A produção de leite é importante fonte de renda para milhares de famílias no Rio Grande do Sul. Com o lucro contado nos centavos, exige planejamento, mas também envolve amor e dedicação. As histórias, em sua maioria, repetem-se. Muitos produtores começaram com uma ou duas vacas e aos poucos foram crescendo. E concretizando sonhos. No Dia Mundial do Leite, 1º de junho, a homenagem da Cotrijal para os seus mais de mil produtores de leite.
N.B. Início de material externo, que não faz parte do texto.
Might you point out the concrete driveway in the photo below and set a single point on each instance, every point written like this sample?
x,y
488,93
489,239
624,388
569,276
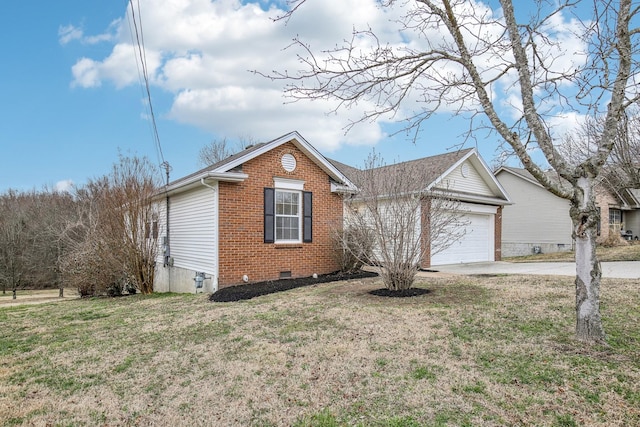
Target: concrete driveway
x,y
620,269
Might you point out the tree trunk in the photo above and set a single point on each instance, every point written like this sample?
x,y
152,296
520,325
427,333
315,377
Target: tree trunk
x,y
585,217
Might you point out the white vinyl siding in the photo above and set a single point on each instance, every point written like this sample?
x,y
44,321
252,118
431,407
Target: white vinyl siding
x,y
193,230
477,243
288,210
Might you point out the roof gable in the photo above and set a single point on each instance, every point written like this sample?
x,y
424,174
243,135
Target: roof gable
x,y
443,172
229,169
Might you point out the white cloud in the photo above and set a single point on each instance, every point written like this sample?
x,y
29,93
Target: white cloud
x,y
202,52
64,186
68,33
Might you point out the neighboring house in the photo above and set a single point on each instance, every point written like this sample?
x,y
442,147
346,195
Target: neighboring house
x,y
462,175
262,214
539,221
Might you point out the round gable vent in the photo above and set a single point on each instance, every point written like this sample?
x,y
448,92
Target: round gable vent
x,y
288,162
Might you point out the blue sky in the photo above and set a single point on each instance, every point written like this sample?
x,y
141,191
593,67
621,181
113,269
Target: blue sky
x,y
72,98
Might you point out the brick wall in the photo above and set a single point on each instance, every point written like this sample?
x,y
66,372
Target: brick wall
x,y
241,225
497,243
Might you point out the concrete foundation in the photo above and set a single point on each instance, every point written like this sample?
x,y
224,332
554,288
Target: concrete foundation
x,y
521,249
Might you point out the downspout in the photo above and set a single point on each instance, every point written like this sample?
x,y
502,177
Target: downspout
x,y
167,247
217,273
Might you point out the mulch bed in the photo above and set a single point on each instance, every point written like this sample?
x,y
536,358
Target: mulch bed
x,y
403,293
244,292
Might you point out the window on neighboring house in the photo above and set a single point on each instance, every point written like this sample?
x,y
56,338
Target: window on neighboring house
x,y
615,218
151,230
287,216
A fartura de doces e salgados feitos a partir do leite é comum na casa de Liseu (72 anos) e Marlene Wentz (67). Especialmente nos finais de semana, quando os quatro netos estão por perto: Vinícius (23), Betina (13), Augusto (12) e João Pedro (6). Sagu com creme de leite, cueca virada, rosca, bolo, cuca, tudo leva um pouquinho do leite produzido na propriedade e um outro ingrediente mais do que especial: amor. “Gosto de cozinhar. É um agrado para a família e para nos reunirmos”, conta Marlene.

A disposição da produtora não é só para a cozinha, mas também para a produção de leite. Ela e a filha Elisângela, 47, cuidam da ordenha na Agropecuária Vô Guido, em Posse Serrito, Victor Graeff. A atividade envolve também diretamente Ricardo, 52, que é marido de Elisângela, e seu Liseu. A sociedade tem ainda a participação do irmão de Elisângela, Eder, 44, e sua esposa Eloísa, 44.

Com o dinheiro gerado pelo leite, Liseu e Marlene já concretizaram muitos sonhos. Conseguiram, por exemplo, pagar as faculdades dos dois filhos: Elisângela é formada em Pedagogia e Eder em Engenharia Agronômica. E agora é com o leite que eles estão conseguindo custear a faculdade de Medicina de Vinícius, filho de Elisângela e Ricardo.

“O trabalho não pode ser um fardo, mas algo que tenhamos prazer de fazer”, afirma Elisângela, lembrando que a família foi uma das primeiras da região a adquirir uma ordenhadeira, há cerca de 35 anos, momento de alegria que ela guarda na lembrança. “Foi algo fantástico na época, pra quem estava acostumado a tirar leite à mão”.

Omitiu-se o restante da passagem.